Triumfatorem trzeciego etapu Tour of Turkey został Fabio Jakobsen. Holender z Deceuninck – Quick Step po świetnym rozprowadzeniu bez trudu pokonał zwycięzcę dwóch pierwszych aktów rywalizacji, Sama Bennetta (BORA-hansgrohe). „Bez moich kolegów z drużyny ten sukces byłby niemożliwy” – ocenił na finiszu 22-latek.
Jakobsen na tureckich szosach odniósł swoje jubileuszowe, 10. zawodowe zwycięstwo. Było jednak ono zwieńczeniem znakomitej pracy pozostałych kolarzy Deceuninck – Quick Step, którzy perfekcyjnie rozprowadzili młokosa.
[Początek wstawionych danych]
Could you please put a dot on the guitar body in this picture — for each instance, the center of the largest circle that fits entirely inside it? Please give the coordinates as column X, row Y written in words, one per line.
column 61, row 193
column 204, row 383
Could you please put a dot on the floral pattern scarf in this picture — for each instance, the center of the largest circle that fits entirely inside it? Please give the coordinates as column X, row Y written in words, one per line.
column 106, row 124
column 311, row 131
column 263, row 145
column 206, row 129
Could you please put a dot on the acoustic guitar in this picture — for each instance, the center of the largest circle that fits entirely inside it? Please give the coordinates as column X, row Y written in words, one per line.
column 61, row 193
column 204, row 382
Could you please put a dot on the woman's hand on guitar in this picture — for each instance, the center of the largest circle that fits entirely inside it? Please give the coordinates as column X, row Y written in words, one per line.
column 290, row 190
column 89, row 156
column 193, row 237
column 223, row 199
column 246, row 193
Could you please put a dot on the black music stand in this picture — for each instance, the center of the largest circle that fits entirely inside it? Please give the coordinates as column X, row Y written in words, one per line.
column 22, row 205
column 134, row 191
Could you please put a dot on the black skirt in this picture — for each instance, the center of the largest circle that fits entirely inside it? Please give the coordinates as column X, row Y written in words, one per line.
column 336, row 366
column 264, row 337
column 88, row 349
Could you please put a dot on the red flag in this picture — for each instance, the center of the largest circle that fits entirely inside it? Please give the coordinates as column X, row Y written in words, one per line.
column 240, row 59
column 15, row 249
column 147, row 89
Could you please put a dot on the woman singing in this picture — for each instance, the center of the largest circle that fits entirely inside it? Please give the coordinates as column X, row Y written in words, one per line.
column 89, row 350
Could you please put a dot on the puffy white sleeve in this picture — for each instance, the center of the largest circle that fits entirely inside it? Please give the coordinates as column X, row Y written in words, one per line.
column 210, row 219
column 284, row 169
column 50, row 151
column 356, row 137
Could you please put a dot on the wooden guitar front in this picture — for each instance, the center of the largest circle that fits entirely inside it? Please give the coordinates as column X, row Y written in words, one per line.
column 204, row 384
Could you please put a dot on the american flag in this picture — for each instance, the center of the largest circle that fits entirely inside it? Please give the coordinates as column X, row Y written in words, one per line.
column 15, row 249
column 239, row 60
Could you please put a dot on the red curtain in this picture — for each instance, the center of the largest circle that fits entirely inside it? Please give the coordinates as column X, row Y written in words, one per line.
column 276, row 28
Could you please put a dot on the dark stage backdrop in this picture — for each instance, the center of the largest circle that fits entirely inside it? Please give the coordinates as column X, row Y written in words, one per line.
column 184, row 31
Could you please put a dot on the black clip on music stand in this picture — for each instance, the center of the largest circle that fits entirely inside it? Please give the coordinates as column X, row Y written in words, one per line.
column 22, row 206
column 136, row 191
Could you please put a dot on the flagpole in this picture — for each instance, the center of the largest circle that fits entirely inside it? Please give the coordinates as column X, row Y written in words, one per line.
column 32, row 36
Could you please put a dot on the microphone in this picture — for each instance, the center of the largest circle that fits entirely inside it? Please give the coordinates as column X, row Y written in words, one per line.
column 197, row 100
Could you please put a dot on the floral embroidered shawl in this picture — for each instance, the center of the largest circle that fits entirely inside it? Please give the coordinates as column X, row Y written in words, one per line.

Tę wygraną dedykuję kolegom z ekipy. Bez nich ten sukces nie byłby możliwy, wyprowadzili mnie na znakomitą pozycję
– mówił Jakobsen na linii mety.
Max (Richeze – przyp.red.) kończył mnie rozprowadzać. Na ostatnich dwustu metrach czułem się świetnie i nawet flagi, które kibice trzymali tuż przy finiszu, nie mogły mi przeszkodzić. Cieszę się z tego sukcesu i z faktu, że będę mógł wrócić do kraju opromieniony zwycięstwem
– podsumował.
Mimo świetnej formy Jakobsena, niewiele wskazuje na to, by jego bardzo ostrożnie ułożony kalendarz startów uległ zmianie. Po zakończeniu zmagań w Turcji wyjedzie on do Kalifornii, gdzie powalczy w worldtourowej etapówce.